Friday, August 13, 2010
Rice Ball Record
600! That’s the sales estimate of Rice Balls for the first night of The Feast. This is not just a record, but exceeds by more than 100 the highest amount of rice balls sold on any night of the Feast.
I wrote about this last year here. I of course went to the Rice Ball booth first and this year they are indeed as awesome as ever.
As much fun as there is to have at the annual Italian Street Fair, I don’t think anybody has as much fun as this multi-generational female crew here in the kitchen. The Feast has been going on since 1912. I’m not sure if the Rice Balls have been part of it that long, but they have been part of it for as long as anybody alive can recall. These women are here in the Rectory Kitchen of the Holy Rosary Church every summer, placing the browned ground beef into the Romano cheese and rice, shaping that into a ball, rolling the balls in bread crumbs. They are fried fresh outdoors at the Rice Ball. These are absolutely without question the best Rice Balls you will ever have. But I digress. These women are having the most fun because they continue a tradition, not just of Italian Peasant cuisine, but of giving back to the community. Katie, the ringleader, told me she was born here, baptized at the church, grew up around the corner where she still lives.
I’ve been around Italian-Americans and Italian American culture my whole life. While the king may receive deference and respect, the power behind the throne, the real strength of the kingdom, is in the kitchen. It’s entirely matriarchal. This feast honors the Assumption of the Virgin Mother, which is like rooted in some heavy Catholic mysticism, so it seems appropriate that the maternal nature of the celebration is echoed here in this kitchen, which was filled with laughter and joy—not to mention the utterly delectable aromas of Rice Ball production—and rapid fire wisecracks.
“You’ll go to heaven, all the work you do here.”
“We’re not doing this to go to heaven; we’re doing it to raise money.”

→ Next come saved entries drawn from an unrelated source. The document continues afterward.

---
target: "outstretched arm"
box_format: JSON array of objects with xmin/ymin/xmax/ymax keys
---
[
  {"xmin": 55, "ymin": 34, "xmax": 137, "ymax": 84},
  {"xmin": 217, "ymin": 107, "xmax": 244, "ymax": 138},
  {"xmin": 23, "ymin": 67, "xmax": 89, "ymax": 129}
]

“Maybe it’s a plenary indulgence.”
“That’s right, I’m rolling Rice Balls for the Souls in Purgatory.”
“A lot of people don’t believe in purgatory anymore.”
“Of course there’s a purgatory. The way people live these days, you think they’re going straight to heaven?”
I tried to take an action shot, because I like candid, but that didn’t seem to be happening. Even they posed they were still working the rice. When the crew got into position Katie said, “Make sure you get the 4C bread crumbs in the picture.”
Then I was told, they sent 4C copies of my blog post on the Rice Balls and 4C sent them coupons. I may not get that Pulitzer, but I’m able to get bread crumb coupons for a good cause. But the fact is, while my bread crumb needs are few, I’ll never use another brand. After meeting these women and eating what they prepare, only a fool would fail to follow their bread crumb recommendation.